Imagine that someone in a very rude manner with a distorted face came up to you and threw a package into your hands: here you go! Of course, the first reaction is to throw this bundle far away, or even on the head of this very boor. But if you do deploy? You open it, and there is a diamond. Real, genuine, sparkles, shimmers, and now it's yours. How would you like it? Do you agree to withstand the face of the offender twisted from negativity and the fact that he shoved it so unpleasantly into your palm? Would it be important to you that he did not wrap it in a beautiful gift box and put it on a stylish tinkling tray? What a tray! What a box! Trifle, candy wrapper. How does it compare to a rare diamond? So is the advice with which they fell upon you. You won't consider it a harsh criticism, do you, if it is wrapped in a package and gently brought up on a tray. It is much easier when they say that you are gorgeous, charismatic, unique, and only then they suddenly add the notorious "but". We are used to limiting our own capabilities with this "but". We deprive ourselves of ourselves, deprive ourselves of diamond enrichment, because we are tuned in only to colored candy wrappers. So, the most important dignity of any advice heard is a diamond - benefit. By reflecting on the advice itself, and not in what form it is given, we allow ourselves to see more opportunities for our own growth.

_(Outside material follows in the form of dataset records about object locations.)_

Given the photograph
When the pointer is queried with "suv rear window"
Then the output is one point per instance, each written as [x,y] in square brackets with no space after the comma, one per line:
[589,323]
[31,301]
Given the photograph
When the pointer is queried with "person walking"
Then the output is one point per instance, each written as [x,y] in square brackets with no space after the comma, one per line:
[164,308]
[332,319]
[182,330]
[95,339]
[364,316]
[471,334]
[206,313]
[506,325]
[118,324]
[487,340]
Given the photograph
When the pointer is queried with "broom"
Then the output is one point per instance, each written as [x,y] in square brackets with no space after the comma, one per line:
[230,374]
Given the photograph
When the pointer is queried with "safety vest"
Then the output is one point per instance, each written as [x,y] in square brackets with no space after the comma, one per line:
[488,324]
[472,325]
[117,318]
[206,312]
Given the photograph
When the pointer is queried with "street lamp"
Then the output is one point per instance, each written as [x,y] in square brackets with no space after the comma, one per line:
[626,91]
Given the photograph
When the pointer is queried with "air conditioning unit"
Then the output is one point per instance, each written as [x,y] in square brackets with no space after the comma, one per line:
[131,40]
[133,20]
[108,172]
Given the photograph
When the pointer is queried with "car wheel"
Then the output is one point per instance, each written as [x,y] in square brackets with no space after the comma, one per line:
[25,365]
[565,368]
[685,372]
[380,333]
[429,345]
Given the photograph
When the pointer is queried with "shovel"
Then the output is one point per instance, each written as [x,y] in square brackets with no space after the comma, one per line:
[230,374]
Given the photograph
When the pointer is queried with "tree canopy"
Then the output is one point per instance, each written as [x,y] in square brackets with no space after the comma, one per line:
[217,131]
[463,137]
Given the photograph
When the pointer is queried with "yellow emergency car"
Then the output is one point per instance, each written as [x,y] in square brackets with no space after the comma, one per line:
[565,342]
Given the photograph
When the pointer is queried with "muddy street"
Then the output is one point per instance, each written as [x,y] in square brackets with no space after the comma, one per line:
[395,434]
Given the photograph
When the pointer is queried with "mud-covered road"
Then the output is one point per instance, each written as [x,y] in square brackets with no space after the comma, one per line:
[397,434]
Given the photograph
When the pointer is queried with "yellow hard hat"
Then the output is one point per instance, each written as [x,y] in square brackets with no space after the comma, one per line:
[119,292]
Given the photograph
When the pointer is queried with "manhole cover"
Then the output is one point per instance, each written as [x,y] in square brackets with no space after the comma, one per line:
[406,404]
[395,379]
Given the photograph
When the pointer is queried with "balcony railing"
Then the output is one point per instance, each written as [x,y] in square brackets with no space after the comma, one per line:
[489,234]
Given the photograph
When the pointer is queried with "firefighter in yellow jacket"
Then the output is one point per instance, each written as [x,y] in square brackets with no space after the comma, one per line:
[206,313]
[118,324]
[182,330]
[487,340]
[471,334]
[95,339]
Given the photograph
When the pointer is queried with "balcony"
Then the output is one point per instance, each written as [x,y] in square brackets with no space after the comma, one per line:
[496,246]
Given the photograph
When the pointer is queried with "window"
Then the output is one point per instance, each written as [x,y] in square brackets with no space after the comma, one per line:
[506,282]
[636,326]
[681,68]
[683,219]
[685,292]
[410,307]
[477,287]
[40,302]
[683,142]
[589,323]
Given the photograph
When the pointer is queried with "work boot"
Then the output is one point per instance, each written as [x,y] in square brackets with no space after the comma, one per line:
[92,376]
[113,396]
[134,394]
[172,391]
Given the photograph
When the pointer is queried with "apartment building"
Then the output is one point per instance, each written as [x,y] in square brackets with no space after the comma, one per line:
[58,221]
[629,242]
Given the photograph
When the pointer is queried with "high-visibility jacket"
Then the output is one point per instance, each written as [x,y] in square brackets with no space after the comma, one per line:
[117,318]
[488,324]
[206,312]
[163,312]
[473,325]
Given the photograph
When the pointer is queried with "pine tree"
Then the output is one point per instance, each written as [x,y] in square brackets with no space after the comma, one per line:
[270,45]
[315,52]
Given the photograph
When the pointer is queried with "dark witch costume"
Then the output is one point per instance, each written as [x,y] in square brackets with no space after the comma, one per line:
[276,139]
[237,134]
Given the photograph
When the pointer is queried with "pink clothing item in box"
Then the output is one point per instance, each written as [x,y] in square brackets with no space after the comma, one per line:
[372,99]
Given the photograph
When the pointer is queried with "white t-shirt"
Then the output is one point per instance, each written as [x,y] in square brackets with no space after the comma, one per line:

The second merit of criticism is the preservation of relations. People, sometimes relatives and friends, may not talk for hours, days or even weeks, missing out on life, because one blurted out, and the other did not stop being offended. Well, he blurted out - and I'd rather take it and think, suddenly it was the missing step for my staircase to the next of the peaks. And if this step was not enough, if I did not do something or did something wrong, this does not mean that I am poor and crooked - it just means that I lacked only one step to climb to the top of my "I", my self-sufficiency … Not poor, not bad, but successfully rising up. And with this advice - and even higher. Sometimes, how we accept criticism lays the foundation for how we will be given it again. They may not give at all - to spare our feelings. Is it good when someone, staring at our mistakes, nods and shows us the class. That's better? But if it happened that the true motive of the advisor was in fact to humiliate and insult, then perceiving his words sharply, making excuses, playing with him in silence, building the offended, you become an accomplice in his own game, you seem to pay him for the fact that he humiliated you. Do you like it? Then pay further - be silent, sulk, do not answer calls, show annoyance. Don't want to pay? Then finish the game. And it will not end where you hide from everyone with large shields - it will go under the curtain only if you respond to the advice with the correct intonation, in whatever form it was given. See the diamond, not the absence of a sparkling tray, flattering speeches and bows. A smile and a “thank you” spoken out loud will help slow the rockfall in your direction. This is perhaps one of the few reactions that can stop boulders of any size. You do not know how to humor - here is the first advice for you - learn to perceive some things at least with a smile. Not with the idiotic smile of self-defense of a poor humiliated rabbit, but with the smile of the dignity of a person who is so distinctive and significant that people spend so many words and emotions on you.

Let's summarize. Criticism is not always destructive. If we learn to ascribe good motives to people when they give advice, if we see not the form of advice, for example, tactless or categorically impolite, but its grain, then, firstly, we give ourselves a chance for growth, improvement, and secondly, we maintain a positive or at least neutral relationship with this counselor, which is very good for heart satisfaction. And thirdly, we maintain inner balance, not allowing criticism to break us.